Serverless at Scale: AWS Lambda, API Gateway & Event-Driven Patterns
Building production serverless platforms handling 150M+ invocations/month — cold start optimization, concurrency management, SQS/SNS event patterns, and real-world performance tuning.
Why Serverless in 2025?
Serverless eliminates entire categories of operational burden — no servers to patch, no capacity planning, pay only for what you use. But "just use Lambda" isn't a strategy. Serverless at scale requires deliberate architecture or you'll hit walls fast.
This guide covers lessons from running 150M+ Lambda invocations per month in a production fintech platform.
Event-Driven Architecture
The core rule: every Lambda is triggered by an event source, never called directly from another Lambda. Direct Lambda-to-Lambda calls create tight coupling, cascading failures, and idle-wait costs.
Conquering Cold Starts
Cold starts happen when Lambda creates a new execution environment — typically 100ms–2s depending on runtime and package size. Techniques we used to go from ~800ms to ~12ms:
- Provisioned Concurrency for latency-sensitive paths (checkout, auth)
- Slim packages — from 45MB to 3.2MB by removing dev deps and using Lambda Layers
- Right runtime — Node.js and Python start 5–10× faster than JVM runtimes
- Move init outside the handler — DB connections, SDK clients created once per container
// ❌ Bad — new DB connection every invocation
export const handler = async (event) => {
const db = await createConnection(); // cold start tax every time
return db.query('SELECT ...');
};
// ✅ Good — connection reused across warm invocations
let db;
const getDb = async () => db ?? (db = await createConnection());
export const handler = async (event) => {
const conn = await getDb(); // instant on warm invocation
return conn.query('SELECT ...');
};
Concurrency & Throttling
Lambda has an account-level concurrency limit (default 1000 per region). Without reserved concurrency, one noisy function can exhaust the entire limit — including your payment and auth flows. Reserve concurrency per critical function and use Provisioned Concurrency for predictable latency.
resource "aws_lambda_function" "payment" {
reserved_concurrent_executions = 200 # hard cap
}
resource "aws_lambda_provisioned_concurrency_config" "warm" {
function_name = aws_lambda_function.payment.function_name
qualifier = aws_lambda_alias.live.name
provisioned_concurrent_executions = 20 # always warm
}
SQS + Dead Letter Queues
Every SQS-triggered Lambda must have a DLQ. Without it, failed messages silently vanish after the visibility timeout. Our setup: 3 retries → DLQ → PagerDuty alert + S3 for replay audit.
Observability with Lambda Powertools
CloudWatch's default Lambda metrics miss critical signals.
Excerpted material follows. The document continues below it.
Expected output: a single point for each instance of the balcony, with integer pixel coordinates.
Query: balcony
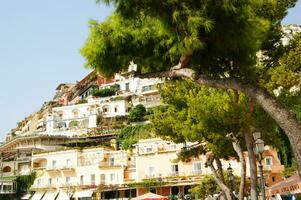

We use Lambda Powertools for structured JSON logs, distributed tracing, custom metrics, and idempotency handling.
from aws_lambda_powertools import Logger, Tracer, Metrics
from aws_lambda_powertools.utilities.idempotency import idempotent
logger = Logger()
tracer = Tracer()
metrics = Metrics()
@logger.inject_lambda_context
@tracer.capture_lambda_handler
@idempotent(persistence_store=dynamodb_persistence)
def handler(event, context):
logger.info("Processing order", order_id=event["orderId"])
metrics.add_metric(name="OrderProcessed", unit="Count", value=1)
return process_order(event)
@idempotent on any Lambda handling financial transactions. It uses DynamoDB to guarantee exactly-once processing even when SQS delivers the same message twice.